Smart devices have revolutionized the home, from Alexa to Google Home and beyond. According to a report, as of 2020, the number of smart speakers in use was 320 million. Experts predict the usage percentage will double by 2024-end. However, with this technology comes new safety concerns. Smart speakers can record audio and send it for analysis. This means that anyone who has access to your smart speaker may be able to listen in on conversations you have in your home or office!
What are smart home speakers?
Smart home speakers are intelligent devices that have a voice assistant (and microphone) with the speaker. Using that voice assistant support, users can activate the assistant and give commands to execute a task. Users often use smart home speakers to control wireless-enabled lights, gather weather forecasts, read web pages, or order various products. Some well-known smart home speakers are Google Home, Amazon Alexa, Apple HomePod, Zebronics Zeb-Smart Bot, and Amazon Echo.
Cyber threat example - Google Home
Every type of technology has security flaws, and this includes smart home speakers. Security researcher Matt Kunze discovered a flaw in Google Home speakers that allowed hackers to install a backdoor account. This backdoor allowed the hacker to control the speaker remotely and use it as a listening device. He found that he could add a new account using the Google Home app and send commands remotely via the cloud API. While scanning with Nmap, the researcher found the port for the local HTTP API of Google Home. So, he prepared a proxy to capture the encrypted HTTPS traffic. The researcher wanted to grab the user authorization token. He found that adding a new user account within the target device required only two steps. It required the device name, certificate, and "cloud ID" fetched from the local API to set a link and send requests to the Google server. Last year, Matt Kunze was awarded US$ 107,500 for responsibly informing Google about the threat.
Security threats associated with home speakers
Illegal access: According to the security researcher Matt Kunze's report, attackers can add a rogue user account to smart home devices like Google Home. Then, they can automate the exfiltration of the local device data, remotely control the device, and reproduce the linking request with the compromised smart device.
Privacy issues: Brands like Google and Amazon lead the global smart speaker market. Since data is the new oil, and these massive companies are data-centric, users must have a fair idea about their default privacy configuration and how to change these default settings. Smart home speakers can gather vast amounts of data without your knowledge. Bugs or errors in these devices' software could turn smart speakers into surveillance units.
Tap or misuse phone calls: Researcher Matt Kunze discovered that attackers might abuse the "call [phone number]" command in these smart speakers. They can remotely activate the microphone at a specific time and listen to the live microphone feed. For Google Home, the LED will turn blue. It is the only indicator of ongoing activity. Even if the victim notices it, they might think the smart home speaker is updating the firmware.
Tips & best practices
Watch what you connect: Be aware of the devices you connect to your smart home speakers.

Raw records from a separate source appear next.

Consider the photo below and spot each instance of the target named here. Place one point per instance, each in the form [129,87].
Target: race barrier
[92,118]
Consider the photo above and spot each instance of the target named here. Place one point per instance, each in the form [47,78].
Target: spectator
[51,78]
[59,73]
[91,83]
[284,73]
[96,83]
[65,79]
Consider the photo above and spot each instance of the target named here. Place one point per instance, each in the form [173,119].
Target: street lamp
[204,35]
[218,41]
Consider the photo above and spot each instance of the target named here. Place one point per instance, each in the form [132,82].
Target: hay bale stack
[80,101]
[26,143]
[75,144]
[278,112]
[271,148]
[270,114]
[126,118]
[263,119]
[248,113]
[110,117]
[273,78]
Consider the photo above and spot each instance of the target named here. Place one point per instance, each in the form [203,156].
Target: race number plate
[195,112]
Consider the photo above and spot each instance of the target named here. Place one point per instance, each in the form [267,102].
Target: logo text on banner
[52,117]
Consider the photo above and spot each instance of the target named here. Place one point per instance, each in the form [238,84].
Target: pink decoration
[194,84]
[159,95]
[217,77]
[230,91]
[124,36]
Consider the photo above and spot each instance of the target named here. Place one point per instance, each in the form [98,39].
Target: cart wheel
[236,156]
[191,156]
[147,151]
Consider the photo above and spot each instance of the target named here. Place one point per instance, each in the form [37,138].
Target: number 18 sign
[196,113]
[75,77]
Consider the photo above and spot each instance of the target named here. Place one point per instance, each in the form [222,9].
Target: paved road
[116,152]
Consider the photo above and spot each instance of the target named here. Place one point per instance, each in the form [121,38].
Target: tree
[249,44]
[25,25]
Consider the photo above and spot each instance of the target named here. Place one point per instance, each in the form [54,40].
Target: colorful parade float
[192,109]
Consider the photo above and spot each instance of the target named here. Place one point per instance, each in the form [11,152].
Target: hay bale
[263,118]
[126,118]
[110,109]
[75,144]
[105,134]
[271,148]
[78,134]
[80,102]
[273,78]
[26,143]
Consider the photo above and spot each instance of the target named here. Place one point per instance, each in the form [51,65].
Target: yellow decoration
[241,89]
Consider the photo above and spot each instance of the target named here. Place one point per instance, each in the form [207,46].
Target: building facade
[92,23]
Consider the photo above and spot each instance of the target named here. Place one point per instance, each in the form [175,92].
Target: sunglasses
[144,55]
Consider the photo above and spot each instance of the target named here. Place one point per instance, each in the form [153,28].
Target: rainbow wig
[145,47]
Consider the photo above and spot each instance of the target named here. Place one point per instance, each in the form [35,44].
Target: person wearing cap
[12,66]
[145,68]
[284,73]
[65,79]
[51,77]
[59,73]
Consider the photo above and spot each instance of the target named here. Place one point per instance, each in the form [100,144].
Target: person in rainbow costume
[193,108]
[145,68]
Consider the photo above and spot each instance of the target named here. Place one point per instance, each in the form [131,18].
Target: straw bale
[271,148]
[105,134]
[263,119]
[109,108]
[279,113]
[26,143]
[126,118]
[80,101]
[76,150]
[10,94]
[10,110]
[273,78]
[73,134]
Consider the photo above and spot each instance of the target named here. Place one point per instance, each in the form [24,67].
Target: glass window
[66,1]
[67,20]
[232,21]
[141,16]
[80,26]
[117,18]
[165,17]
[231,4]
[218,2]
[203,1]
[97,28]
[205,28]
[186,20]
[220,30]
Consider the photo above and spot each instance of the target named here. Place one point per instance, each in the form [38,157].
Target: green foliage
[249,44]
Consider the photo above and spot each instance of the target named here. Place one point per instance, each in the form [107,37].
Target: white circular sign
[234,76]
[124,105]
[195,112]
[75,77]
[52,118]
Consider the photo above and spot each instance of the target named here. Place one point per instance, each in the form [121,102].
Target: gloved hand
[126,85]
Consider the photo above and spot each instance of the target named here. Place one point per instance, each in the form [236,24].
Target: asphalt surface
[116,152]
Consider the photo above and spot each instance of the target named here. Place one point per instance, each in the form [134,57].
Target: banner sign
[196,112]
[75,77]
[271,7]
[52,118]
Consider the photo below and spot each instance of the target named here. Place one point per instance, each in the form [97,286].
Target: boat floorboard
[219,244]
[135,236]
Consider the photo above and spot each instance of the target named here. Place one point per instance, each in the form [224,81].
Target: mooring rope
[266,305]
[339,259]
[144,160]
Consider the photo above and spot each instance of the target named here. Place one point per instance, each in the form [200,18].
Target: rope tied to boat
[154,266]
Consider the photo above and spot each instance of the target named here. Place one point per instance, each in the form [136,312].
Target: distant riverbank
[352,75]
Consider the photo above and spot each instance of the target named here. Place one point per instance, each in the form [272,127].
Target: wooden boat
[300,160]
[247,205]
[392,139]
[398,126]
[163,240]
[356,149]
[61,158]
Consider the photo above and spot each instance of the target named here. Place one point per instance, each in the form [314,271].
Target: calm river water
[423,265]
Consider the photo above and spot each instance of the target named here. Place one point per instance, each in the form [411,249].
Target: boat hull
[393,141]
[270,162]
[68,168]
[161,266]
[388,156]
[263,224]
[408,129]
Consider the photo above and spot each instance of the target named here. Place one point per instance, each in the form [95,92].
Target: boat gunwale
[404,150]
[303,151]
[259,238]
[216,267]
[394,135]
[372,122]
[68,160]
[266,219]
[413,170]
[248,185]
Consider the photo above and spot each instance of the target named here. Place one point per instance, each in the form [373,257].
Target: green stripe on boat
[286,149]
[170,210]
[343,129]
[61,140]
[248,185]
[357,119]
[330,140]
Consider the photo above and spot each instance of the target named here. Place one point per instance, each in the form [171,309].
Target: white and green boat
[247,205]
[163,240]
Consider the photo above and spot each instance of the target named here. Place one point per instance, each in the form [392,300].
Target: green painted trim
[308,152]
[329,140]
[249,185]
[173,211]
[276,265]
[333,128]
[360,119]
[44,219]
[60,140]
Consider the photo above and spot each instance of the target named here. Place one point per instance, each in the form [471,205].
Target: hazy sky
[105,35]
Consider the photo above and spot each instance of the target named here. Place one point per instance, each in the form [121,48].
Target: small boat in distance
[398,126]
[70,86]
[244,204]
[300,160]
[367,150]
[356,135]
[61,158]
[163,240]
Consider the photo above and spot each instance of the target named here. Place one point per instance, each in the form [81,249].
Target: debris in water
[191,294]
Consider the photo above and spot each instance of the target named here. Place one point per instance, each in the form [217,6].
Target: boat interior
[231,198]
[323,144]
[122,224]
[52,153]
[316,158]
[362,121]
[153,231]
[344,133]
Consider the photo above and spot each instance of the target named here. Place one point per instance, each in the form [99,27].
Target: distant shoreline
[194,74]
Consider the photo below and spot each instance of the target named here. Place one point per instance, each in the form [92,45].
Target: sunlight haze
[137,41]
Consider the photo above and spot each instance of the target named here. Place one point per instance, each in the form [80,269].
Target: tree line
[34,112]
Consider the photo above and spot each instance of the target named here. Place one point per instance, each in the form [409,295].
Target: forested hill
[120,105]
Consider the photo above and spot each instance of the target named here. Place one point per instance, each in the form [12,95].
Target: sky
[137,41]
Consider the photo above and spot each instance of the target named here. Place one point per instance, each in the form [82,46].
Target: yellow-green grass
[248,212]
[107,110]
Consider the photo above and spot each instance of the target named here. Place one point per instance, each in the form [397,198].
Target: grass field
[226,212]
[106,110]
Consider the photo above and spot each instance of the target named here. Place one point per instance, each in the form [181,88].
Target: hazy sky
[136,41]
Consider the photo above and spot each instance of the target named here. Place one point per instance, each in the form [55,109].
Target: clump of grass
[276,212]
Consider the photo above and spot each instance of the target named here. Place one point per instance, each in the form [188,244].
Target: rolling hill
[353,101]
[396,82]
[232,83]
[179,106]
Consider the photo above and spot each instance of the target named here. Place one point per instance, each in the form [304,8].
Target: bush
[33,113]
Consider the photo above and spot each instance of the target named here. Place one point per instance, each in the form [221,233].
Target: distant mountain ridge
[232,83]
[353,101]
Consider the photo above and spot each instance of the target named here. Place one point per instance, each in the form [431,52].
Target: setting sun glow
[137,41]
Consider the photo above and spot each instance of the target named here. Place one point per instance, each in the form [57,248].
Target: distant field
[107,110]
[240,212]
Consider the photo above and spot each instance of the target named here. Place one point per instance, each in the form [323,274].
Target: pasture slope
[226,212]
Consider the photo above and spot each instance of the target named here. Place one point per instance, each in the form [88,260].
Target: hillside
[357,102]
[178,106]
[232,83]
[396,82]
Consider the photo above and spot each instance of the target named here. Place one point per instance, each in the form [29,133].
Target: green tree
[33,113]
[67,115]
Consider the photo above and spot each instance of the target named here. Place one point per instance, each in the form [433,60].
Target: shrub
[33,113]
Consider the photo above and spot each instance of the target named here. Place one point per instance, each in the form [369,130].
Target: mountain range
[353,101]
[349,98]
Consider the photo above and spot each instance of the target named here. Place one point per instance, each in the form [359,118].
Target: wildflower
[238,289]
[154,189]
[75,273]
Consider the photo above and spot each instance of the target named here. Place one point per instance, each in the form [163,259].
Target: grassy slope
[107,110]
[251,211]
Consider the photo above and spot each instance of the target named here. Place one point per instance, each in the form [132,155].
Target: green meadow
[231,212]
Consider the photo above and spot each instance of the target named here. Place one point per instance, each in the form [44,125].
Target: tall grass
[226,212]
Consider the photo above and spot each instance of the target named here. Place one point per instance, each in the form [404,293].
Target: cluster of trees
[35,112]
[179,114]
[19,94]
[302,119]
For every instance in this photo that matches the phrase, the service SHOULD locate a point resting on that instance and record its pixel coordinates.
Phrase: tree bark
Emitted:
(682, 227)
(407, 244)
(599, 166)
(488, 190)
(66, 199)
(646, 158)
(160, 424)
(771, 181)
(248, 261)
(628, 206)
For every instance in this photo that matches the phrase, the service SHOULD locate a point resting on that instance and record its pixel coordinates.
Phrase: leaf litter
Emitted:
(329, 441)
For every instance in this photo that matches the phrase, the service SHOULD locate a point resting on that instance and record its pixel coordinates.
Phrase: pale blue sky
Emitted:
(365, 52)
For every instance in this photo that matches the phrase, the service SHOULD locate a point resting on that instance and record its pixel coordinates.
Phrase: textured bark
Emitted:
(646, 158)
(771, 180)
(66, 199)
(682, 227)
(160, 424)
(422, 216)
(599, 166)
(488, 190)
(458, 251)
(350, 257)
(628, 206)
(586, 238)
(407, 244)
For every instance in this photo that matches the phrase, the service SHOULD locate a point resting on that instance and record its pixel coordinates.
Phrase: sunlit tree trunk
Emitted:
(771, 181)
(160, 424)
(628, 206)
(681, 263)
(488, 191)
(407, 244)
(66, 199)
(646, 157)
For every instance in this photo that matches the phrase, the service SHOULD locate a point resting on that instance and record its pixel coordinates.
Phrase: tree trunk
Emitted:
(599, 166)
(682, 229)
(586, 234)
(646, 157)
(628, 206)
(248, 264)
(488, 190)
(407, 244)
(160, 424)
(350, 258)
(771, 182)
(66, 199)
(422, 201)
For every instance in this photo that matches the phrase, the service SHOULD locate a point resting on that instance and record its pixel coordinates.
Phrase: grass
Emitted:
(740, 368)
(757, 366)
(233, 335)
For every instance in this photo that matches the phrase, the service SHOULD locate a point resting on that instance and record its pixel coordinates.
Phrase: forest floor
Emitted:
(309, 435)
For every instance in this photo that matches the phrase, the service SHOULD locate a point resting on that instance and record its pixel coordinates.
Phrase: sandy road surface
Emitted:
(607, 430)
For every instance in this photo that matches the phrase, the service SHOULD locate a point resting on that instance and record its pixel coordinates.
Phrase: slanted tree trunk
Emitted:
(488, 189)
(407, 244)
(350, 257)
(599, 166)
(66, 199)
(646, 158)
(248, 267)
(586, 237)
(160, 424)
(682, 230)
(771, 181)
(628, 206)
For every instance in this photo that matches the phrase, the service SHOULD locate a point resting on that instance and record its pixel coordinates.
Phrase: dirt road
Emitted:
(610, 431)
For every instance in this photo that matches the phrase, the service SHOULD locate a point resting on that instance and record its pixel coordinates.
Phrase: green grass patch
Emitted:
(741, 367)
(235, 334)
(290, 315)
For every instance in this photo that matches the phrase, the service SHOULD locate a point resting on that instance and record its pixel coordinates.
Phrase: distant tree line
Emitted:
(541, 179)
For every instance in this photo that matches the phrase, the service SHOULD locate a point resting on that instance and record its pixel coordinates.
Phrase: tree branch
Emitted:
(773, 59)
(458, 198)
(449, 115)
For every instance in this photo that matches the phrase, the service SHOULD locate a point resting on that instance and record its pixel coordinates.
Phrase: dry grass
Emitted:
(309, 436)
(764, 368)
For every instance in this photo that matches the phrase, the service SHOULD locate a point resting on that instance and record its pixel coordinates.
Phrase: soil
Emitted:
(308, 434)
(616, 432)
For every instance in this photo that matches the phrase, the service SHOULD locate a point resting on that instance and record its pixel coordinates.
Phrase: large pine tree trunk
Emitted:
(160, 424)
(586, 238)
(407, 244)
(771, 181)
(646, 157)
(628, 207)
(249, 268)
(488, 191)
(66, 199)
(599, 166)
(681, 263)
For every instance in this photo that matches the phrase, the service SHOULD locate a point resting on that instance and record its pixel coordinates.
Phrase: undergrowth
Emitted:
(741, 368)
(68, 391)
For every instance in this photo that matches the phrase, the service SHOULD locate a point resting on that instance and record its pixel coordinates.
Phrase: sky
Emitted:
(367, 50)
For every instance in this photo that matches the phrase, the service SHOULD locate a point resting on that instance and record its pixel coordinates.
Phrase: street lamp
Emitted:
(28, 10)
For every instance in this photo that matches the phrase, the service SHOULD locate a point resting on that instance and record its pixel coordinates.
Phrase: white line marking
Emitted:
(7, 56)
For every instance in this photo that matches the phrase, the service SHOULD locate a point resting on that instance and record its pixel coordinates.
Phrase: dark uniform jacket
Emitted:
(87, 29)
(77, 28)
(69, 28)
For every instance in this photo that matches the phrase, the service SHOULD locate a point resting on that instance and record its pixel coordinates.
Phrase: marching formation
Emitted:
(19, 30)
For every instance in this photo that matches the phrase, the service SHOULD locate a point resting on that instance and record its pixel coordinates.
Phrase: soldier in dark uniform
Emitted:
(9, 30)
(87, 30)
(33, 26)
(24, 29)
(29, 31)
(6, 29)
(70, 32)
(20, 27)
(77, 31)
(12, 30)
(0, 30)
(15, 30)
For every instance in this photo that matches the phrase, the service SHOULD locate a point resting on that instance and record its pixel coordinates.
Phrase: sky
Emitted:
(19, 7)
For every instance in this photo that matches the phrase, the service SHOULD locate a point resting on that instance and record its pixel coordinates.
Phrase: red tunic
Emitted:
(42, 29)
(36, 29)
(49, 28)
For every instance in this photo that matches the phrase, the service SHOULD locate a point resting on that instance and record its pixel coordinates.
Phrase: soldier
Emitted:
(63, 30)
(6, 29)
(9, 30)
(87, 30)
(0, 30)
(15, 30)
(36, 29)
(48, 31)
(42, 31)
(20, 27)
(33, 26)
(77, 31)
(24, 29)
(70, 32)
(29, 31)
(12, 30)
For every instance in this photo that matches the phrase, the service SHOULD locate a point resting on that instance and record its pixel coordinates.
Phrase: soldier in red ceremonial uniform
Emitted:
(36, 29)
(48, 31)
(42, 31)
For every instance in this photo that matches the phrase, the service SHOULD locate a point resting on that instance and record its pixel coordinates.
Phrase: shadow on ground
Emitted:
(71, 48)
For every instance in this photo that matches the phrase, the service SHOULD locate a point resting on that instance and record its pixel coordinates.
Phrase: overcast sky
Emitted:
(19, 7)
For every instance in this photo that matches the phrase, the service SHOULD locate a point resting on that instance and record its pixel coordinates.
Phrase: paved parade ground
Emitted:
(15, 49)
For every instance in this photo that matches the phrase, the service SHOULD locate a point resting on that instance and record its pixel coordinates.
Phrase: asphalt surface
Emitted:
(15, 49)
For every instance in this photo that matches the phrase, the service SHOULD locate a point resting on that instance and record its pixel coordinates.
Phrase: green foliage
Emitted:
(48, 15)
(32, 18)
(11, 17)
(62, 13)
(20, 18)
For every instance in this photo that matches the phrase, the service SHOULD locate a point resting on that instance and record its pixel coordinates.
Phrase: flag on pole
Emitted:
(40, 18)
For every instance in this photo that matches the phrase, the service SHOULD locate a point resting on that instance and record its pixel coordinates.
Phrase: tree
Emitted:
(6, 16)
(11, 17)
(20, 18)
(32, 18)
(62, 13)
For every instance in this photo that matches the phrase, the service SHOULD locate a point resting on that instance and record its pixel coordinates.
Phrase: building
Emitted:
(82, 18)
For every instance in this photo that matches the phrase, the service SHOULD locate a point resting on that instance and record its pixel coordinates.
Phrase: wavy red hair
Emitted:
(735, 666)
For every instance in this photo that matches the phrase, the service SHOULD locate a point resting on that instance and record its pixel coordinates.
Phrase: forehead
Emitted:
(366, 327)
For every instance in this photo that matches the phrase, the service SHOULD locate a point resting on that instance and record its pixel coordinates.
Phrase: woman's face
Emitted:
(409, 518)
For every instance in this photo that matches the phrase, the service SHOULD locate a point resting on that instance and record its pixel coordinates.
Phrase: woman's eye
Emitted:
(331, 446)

It is a good practice to avoid linking security functionalities like a door lock or a surveillance camera to such devices.
Become familiar with the privacy settings: As a concerned user, dive into the security and privacy settings to customize your privacy measures. This way, cybercriminals cannot take advantage of the default settings.
Mute the microphone: Manually mute the microphone using the physical button when you are not using the device.
Delete history: Periodically, delete all command history and erase local or cloud storage of past recordings. This way, if an attacker accesses the device
storage, they will not have your entire user history.
Smart speakers are a fantastic tool to help automate your daily life. However, due to the current level of security, these devices are vulnerable to cyberattacks. As a user, you should be aware of the possible threats and take necessary precautions for your own safety. Be sure to closely monitor any suspicious behaviour on your smart home device and consult experts if needed.